📅 2012-Apr-15 ⬩ ✍️ Ashwin Nanjappa ⬩ 🏷️ china, chinese, documentary, movie ⬩ 📚 Archive
A few years ago, after my travel in China, I was looking for works that dealt with the impact of change on the Chinese people. What caught my eye was Up The Yangtze (沿江而上), a documentary about a few people whose way of life is impacted by the completion of the Three Gorges Dam. I was pleasantly surprised to rediscover this movie at the library recently.
In a mere 20 years, more people in China have been affected by economic change and migration than ever before in human history. Director Yung Chang, focuses on one peasant family that is forced to transition from Old China to the New China in just a few months. They are a poor family living off a patch of land, growing vegetables, by the Yangtze river. The New China has jobs and opportunities for the trained and literate, qualities that the parents in this household do not have. Their eldest daughter Yu Shui however, has finished middle school, and is sent off to work on a cruise ship to earn some money for the family.

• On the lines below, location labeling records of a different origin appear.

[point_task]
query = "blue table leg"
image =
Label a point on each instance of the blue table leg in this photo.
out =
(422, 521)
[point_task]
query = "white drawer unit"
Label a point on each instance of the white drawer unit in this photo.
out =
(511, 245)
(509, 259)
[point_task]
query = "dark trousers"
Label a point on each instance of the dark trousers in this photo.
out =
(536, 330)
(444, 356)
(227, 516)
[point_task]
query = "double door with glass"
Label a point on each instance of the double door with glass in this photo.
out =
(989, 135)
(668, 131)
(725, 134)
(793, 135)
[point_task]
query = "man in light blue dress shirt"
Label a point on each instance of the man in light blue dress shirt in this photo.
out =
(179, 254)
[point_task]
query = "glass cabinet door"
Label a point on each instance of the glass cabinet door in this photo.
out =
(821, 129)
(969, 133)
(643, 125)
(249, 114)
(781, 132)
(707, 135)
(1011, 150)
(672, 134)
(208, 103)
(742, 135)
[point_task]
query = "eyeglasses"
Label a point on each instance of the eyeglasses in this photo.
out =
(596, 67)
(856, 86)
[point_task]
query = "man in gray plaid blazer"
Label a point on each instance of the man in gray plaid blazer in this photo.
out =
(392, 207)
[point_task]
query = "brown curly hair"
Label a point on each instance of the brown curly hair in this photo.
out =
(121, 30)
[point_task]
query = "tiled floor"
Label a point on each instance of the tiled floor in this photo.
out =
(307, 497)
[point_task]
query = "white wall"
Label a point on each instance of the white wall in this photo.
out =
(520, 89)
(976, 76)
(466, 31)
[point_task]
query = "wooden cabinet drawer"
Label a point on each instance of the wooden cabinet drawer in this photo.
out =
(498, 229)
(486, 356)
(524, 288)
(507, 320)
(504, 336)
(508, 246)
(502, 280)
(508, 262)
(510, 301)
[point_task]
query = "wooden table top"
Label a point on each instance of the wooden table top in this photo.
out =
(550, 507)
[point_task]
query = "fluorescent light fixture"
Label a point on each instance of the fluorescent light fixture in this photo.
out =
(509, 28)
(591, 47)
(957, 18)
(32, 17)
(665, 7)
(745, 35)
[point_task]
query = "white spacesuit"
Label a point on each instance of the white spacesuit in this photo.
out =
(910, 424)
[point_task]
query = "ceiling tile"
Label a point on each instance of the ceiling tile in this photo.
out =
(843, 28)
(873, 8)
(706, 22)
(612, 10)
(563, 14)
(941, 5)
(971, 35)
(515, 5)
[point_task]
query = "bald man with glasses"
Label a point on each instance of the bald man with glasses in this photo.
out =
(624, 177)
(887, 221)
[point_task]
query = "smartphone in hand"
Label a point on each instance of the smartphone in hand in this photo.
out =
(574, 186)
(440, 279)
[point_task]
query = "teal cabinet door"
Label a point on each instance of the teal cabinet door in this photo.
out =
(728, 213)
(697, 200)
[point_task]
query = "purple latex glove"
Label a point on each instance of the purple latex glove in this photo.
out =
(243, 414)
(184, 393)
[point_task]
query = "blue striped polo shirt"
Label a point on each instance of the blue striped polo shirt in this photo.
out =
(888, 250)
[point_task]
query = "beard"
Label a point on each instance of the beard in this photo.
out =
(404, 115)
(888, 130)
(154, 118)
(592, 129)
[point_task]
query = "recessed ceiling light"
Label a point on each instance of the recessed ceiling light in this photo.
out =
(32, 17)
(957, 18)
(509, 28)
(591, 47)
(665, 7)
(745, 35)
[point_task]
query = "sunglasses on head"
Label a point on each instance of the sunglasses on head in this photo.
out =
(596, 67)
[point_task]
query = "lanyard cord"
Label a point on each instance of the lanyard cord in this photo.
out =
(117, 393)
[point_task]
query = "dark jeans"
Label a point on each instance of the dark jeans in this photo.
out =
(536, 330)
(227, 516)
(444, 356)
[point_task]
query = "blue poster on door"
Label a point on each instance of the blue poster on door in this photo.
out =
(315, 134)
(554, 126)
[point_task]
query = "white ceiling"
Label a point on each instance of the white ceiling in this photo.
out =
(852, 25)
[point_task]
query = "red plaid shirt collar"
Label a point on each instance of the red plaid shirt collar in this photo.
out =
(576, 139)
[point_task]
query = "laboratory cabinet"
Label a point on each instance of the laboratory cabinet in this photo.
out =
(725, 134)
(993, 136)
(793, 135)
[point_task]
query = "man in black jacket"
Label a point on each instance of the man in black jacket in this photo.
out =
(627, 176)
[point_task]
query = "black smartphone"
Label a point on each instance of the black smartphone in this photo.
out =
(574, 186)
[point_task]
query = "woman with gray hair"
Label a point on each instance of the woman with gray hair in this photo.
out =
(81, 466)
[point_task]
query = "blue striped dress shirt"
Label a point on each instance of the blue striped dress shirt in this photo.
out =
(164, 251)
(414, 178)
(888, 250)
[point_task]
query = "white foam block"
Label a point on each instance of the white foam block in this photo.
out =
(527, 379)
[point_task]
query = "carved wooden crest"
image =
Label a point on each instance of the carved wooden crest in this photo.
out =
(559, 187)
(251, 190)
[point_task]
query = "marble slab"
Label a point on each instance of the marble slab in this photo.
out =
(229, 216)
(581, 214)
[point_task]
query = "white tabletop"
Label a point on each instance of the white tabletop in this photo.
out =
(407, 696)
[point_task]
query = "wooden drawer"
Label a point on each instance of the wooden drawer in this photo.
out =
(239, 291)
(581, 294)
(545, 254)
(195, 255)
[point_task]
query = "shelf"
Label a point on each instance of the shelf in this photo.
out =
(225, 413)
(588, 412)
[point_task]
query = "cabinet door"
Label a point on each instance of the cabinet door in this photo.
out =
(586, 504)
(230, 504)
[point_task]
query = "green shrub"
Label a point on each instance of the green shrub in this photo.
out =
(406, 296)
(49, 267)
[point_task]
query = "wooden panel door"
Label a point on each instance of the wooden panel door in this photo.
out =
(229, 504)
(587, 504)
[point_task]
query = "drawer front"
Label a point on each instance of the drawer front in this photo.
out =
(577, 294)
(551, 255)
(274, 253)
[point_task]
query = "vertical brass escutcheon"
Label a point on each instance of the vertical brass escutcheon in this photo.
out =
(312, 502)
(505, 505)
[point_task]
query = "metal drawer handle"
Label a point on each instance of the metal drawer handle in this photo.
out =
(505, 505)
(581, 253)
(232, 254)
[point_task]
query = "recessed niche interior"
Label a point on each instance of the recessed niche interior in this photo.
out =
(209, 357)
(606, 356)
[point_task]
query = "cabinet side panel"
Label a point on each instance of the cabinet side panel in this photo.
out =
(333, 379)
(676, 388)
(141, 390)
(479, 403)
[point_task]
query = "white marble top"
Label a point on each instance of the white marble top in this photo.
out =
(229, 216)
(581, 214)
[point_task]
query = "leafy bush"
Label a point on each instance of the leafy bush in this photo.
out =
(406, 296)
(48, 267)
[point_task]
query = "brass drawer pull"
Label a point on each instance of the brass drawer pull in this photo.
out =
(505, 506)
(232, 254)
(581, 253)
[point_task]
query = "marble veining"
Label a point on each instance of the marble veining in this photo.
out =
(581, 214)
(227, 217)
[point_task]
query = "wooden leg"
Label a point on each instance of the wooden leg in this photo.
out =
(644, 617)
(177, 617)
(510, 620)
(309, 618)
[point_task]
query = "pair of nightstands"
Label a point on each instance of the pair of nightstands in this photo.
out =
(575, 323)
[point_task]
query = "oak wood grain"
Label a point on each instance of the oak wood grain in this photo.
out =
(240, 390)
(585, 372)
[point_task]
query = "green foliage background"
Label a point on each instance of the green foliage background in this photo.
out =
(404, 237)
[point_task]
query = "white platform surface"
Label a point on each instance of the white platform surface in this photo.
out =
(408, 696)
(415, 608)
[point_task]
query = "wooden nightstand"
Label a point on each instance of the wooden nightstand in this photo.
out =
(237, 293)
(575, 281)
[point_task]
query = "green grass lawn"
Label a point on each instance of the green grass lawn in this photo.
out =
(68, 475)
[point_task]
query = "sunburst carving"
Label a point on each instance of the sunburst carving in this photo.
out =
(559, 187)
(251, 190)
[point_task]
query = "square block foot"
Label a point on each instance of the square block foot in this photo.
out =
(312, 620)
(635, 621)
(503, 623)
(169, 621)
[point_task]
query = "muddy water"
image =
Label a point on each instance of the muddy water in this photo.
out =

Ironically, these cruise ships travel up and down the same Yangtze river with Western and foreign Chinese tourists, showing them a slice of Old China before it is gone when the dam is completed. The New China is already arriving in the new skyscraper-filled cities by the Yangtze that are throbbing with electricity. Yu Shui and the other rural teenagers on the ships are scrappy and ambitious, all eager to learn and earn as much money as possible.
As Yu Shui’s ship moves up and down the Yangtze, the dam is completed, the river rises, her parents’ home and lands slowly go underwater. Her parents relocate to a small home on higher ground. Like millions of other Chinese, change has been forcibly thrust upon Yu Shui and her family. Countless homes, villages, towns, ways of life and culture have been bulldozed in the promise of a better life. As Yu Shui and her friends learn their way on the ship, they experience the new consumerist life, with new jobs, higher salaries and modern amenities. Her parents, with no skills usable in the modern China, face a harder life ahead of them.
Up The Yangtze is a beautiful documentary that captures a tiny slice of what is happening in China. There is almost no production done on the content, everything comes off raw and truthful. I felt that it was a wonderful window to catch some of the fleeting moments of nameless and voiceless people who bear all the brunt of change.